A defesa do ex-presidente afirmou ter sido surpreendida pela decisão, já que havia solicitado, na véspera, que eventual prisão fosse cumprida em regime domiciliar,

A Polícia Federal prendeu preventivamente o ex-presidente Jair Bolsonaro na manhã deste sábado (22), em sua residência, por determinação do ministro Alexandre de Moraes, do Supremo Tribunal Federal (STF). A equipe da PF chegou ao local por volta de 6h10 e comunicou a ordem judicial, que foi acatada sem resistência. A ex-primeira-dama Michelle Bolsonaro não estava na casa; ela encontrava-se no Ceará para um evento do PL e foi informada por telefone. As informações são do jornal O Estado de São Paulo.

A deputada Rosana Valle (PL-SP), que acompanhava Michelle no momento da notificação, relatou nas redes sociais que ambas receberam a notícia enquanto participavam de um encontro do PL Mulher. Segundo ela, Bolsonaro afirmou estar bem ao falar com Michelle. A ex-primeira-dama deixou o evento para retornar a Brasília.

A defesa do ex-presidente afirmou ter sido surpreendida pela decisão, já que havia solicitado, na véspera, que eventual prisão fosse cumprida em regime domiciliar, alegando razões de saúde.

Detalhes da ação

A operação foi preparada na sexta-feira (21). pela Diretoria de Inteligência Policial (DIP), logo após Moraes determinar a prisão preventiva. O ministro atendeu a um pedido da PF, que apontava risco à ordem pública devido à convocação de apoiadores para uma vigília na entrada do condomínio de Bolsonaro.

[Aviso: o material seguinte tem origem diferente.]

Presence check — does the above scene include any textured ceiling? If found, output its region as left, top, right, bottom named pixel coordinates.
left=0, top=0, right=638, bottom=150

Na decisão, Moraes ordenou que o cumprimento ocorresse na manhã deste sábado, sem algemas e sem exposição midiática — medida considerada incomum para fins de semana, mas possível em situações urgentes. Casos semelhantes já ocorreram, como a prisão do ex-ministro Walter Braga Netto, também realizada em um sábado.

A PF já havia solicitado a prisão preventiva de Bolsonaro em julho, no âmbito da investigação sobre a suposta tentativa de interferência do ex-presidente e do deputado Eduardo Bolsonaro no processo que apura a tentativa de golpe de Estado. Naquele momento, Moraes optou por medidas intermediárias, como o uso de tornozeleira eletrônica. Posteriormente, diante de descumprimentos das cautelares, o ministro impôs prisão domiciliar. Com o novo pedido apresentado pela PF, Moraes decidiu converter a medida em prisão preventiva.

Após a detenção, Bolsonaro foi levado para a carceragem da Superintendência da PF em Brasília, onde uma cela havia sido reformada para recebê-lo caso a preventiva fosse decretada.